Oke. Aku fix heran. Sekalinya deep talk dengan istriku, malah jawaban seperti itu yang aku dapatkan. Aku kaget sejadi-jadinya. Berapa lama kami tidak bicara sejauh dan sedalam ini? Kenapa aku melewatkan pembicaraan-pembicaraan ini dari dulu dan hanya mengikuti kemana arah angin membawa hubunganku dengan Listya.

“Kamu tuh apa sebenernya?” tanyaku.
“Aku ya istri kamu, karyawan PT Penanaman Modal…”
“Stop”
“Eh?”

“Aku tanya sekali lagi” aku menarik nafas panjang, dan membuka mulutku lagi. “Kamu itu apa sebenernya?”

“Ya jawabanku bakal sama kayak tadi” bingungnya.
“Coba kamu tanya itu ke aku”
“Gimana?”
“Tanya aku pertanyaan yang sama”
“Kamu itu apa Bas?” tanya Listya dengan nada terpaksa.

“Aku Baskara Firdaus, aku ciptaan Tuhan, maka aku berusaha ngikut sifat-sifat Tuhan, dan aku orang yang pengen menyadari semua potensi yang aku punya dan berkembang sejauh-jauhnya”

“Oh” Listya merespon jawaban panjangku hanya dengan jawaban super pendek.
“Oh?”

“Ternyata main psikologi – psikologian” balas istriku.
“Bukan gitu…”
“Terus apa?”
“Aku nanya… Bukan… Maksudku, pertanyaanku itu, artinya… Nanya ke kamu, seperti apa kamu ngangep dirimu sendiri dan apa yang kamu pengen”

“Bas, aku gak ada waktu untuk hal-hal kayak gitu”
“Hah?”
“Senin – Jumat udah habis waktuku buat kerjaan, sabtu minggu jangan dipake mikir juga dong….”

“Terus kapan kita ngobrol hal-hal yang penting kayak gini?”
“Ngobrol penting itu urusan kerjaan, Bas, atau rencana punya anak, atau plan nabung kita”
“Itu juga penting, tapi kamu gak pengen sekali-kali ngeliat dunia di sekeliling kamu emangnya?” tanyaku dengan kesal.

“Duniaku ya ini” Listya mengangkat bahu dengan nada kesal.
“Mungkin itu kenapa kita gak dikasih-kasih anak” balasku.
“Kenapa kamu ngomong kesana?”
“Karena mungkin hati kita gak siap buat ngajarin manusia baru itu apapun soal hidup”
“Ngomong kamu kejauhan” sambar Listya.

“Fuck” Tanpa sadar aku menekan meja dengan kepalan tanganku, dan sendok yang ada di piringku tersenggol dan jatuh.

“Trang!!”

Mendadak suasana hening.

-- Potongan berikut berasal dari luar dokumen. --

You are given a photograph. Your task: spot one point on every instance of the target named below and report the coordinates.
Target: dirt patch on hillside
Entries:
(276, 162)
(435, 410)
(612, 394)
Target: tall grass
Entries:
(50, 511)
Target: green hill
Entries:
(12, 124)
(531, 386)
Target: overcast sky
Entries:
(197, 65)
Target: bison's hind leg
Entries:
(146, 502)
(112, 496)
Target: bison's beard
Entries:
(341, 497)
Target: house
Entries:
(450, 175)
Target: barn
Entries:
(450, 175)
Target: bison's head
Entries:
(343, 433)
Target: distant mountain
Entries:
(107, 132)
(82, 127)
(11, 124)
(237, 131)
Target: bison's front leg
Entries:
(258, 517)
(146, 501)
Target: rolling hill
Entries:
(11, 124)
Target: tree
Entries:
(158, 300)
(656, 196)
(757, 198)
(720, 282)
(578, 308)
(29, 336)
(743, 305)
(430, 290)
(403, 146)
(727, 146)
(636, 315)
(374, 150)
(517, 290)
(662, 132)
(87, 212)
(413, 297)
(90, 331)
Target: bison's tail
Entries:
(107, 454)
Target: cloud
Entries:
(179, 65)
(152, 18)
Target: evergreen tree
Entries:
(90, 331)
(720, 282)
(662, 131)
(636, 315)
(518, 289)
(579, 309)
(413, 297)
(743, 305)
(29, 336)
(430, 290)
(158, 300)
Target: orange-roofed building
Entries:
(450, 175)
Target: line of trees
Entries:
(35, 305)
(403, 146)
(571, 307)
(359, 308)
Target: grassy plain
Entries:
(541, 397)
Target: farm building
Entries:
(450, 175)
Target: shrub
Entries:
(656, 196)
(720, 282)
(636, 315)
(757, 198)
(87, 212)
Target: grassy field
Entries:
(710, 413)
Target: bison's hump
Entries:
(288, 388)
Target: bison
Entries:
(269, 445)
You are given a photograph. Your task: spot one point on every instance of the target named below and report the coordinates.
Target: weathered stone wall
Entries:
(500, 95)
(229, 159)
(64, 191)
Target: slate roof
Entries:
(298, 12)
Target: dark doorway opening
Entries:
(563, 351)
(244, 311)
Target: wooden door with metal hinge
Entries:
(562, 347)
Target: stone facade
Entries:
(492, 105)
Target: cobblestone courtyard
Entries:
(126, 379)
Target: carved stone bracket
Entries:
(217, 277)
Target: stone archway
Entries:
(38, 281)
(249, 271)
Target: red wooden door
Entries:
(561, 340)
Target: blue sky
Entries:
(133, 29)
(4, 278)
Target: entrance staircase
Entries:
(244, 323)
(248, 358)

Aku bisa merasakan beberapa pasang mata melihat ke arah kami berdua.

“Udah lah Bas, gak usah aneh-aneh… Hidup gak usah ditanyain, kamu Cuma perlu ngejalanin” balas Listya sambil geleng-geleng kepala.

Dengan muka kesal, aku mengacungkan tanganku, dan mencari-cari waiter.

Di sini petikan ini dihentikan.